Con las grandes obras de la literatura universal nos encontramos, además, con un fenómeno extraordinario, ya que logran catapultarnos a una dimensión atemporal de la existencia humana, pues han sido capaces de captar lo esencial de nuestra humanidad, lo que siempre ha sido, es y será. En esa dimensión somos contemporáneos de los personajes de Homero, Shakespeare, Cervantes, Goethe o Dostoyevski; sus vicisitudes, sus dudas y dilemas son los nuestros, aun cuando pertenezcan a épocas y situaciones tan diferentes. No hace falta mencionar, por otra parte, el enriquecimiento que supone para la propia cultura la lectura de clásicos procedentes de otras latitudes, merced a los cuales conocemos lo que nos une y lo que nos diferencia, aparte de abrirnos los ojos a realidades distintas, a otras dimensiones de la existencia humana. Es aquí donde la traducción desempeña su gran papel de enlace cultural, más aún, a ella se debe que las culturas se conozcan, se mantengan fértiles y fructíferas, estimulando las energías creativas de los destinatarios, generando debates e incrementando el caudal y la hondura del pensamiento y de la imaginación. Ahora bien, no hay traducción perfecta; toda traducción literaria o filosófica es antes que nada aproximación a la obra original, es interpretación; de ahí la importancia de que cada generación cuente con sus propias traducciones de los clásicos, con sus propias versiones, con su propio léxico renovado, sin detrimento de las anteriores que siempre han de servir, igualmente, de referente. Lo mismo se puede decir del arte de la ilustración, por el cual el artista, con sus grabados y dibujos, no “adorna” el texto, sino que nos ofrece su visión de lo relatado en la obra. Esta traslación del texto al campo de la imagen también ha de variar por necesidad según el artista y su época, por lo que siempre será de vital importancia que cada generación cree sus propias versiones y deje constancia así de su inspiración y de su circunstancia histórica.

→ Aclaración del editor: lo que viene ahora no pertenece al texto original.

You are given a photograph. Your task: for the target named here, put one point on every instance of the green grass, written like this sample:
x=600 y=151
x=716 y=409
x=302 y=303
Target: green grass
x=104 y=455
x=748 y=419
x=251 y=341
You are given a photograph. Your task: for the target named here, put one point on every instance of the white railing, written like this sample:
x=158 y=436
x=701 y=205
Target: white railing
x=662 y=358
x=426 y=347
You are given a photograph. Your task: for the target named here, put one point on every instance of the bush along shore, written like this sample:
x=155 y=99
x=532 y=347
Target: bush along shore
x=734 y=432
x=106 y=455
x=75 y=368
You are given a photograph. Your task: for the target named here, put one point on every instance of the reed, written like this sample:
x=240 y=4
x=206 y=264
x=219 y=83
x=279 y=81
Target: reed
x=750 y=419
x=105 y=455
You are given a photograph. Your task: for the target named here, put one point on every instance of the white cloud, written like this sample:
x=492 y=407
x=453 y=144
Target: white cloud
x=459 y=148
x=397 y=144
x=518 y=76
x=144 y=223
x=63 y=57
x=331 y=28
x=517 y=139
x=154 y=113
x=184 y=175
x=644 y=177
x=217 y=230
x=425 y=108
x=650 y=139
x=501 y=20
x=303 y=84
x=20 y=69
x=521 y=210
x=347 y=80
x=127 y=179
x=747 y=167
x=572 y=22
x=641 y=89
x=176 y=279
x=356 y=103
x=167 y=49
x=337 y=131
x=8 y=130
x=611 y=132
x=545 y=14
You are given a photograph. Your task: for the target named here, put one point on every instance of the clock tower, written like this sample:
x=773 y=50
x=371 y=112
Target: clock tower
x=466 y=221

No cabe duda de que la tragedia de Fausto, obra de un genio universal como lo fue Goethe, siempre ha poseído una actualidad palpitante, siempre ha estado a la altura del presente, y esto es a fin de cuentas lo que precisamente define a la obra clásica. Pero en los tiempos que corren podemos afirmar que su actualidad se ha vuelto apremiante, pues en la obra del vate de Weimar se expresan temas que preocupan especialmente al hombre de hoy, como la creación artificial de vida humana, la responsabilidad moral del científico, las consecuencias de la globalización, las relaciones entre las culturas, el peligro de las grandes simplificaciones, el nihilismo, o la aceleración del progreso tecnológico, al que Goethe ya en su tiempo calificó de “velociférico”, y que con su actitud soberbia e impaciente, con su precipitación irreflexiva, amenazaba y amenaza con provocar graves perturbaciones en el destino de la humanidad. En el Fausto de Goethe, que no lo olvidemos, se gestó a lo largo de sesenta años y constituyó su obra suma, nos encontramos con una historia profundamente meditada de la cultura de Occidente y con una profecía basada en sus presupuestos. Por todo esto merece la pena familiarizarnos con Fausto y Mefistófeles, seguir sus peripecias y dilemas, comprender sus motivaciones, pues surgen de una mente prodigiosa que fue capaz de asimilar la historia de la cultura y el espíritu del tiempo. Y a esto se debe que dichas figuras literarias nos puedan abrir los ojos sobre muchas tendencias y acontecimientos que caracterizan nuestro presente.

Fausto se une por la potencia imaginativa que lo ha creado al gran elenco de mitos literarios surgidos en el mundo de la cultura, entre los que se cuentan desde personajes concebidos en la Antigüedad, como Aquiles, Ulises o Edipo, a otros modernos como Don Quijote, Hamlet o Don Juan. Estas figuras literarias, tan presentes en nuestra memoria colectiva, se han transformado en auténticos instrumentos de conocimiento, también en símbolos de identidad existencial y colectiva. Leer sus historias en los últimos tiempos casi se ha convertido, sin embargo, en un acto de rebeldía contra tendencias propagadoras de una desidia intelectual que genera olvido e ignorancia. Despreciar o desoír a los clásicos, en definitiva, equivale a despreciarnos a nosotros mismos y a no querer conocer de dónde venimos ni querer saber a dónde vamos.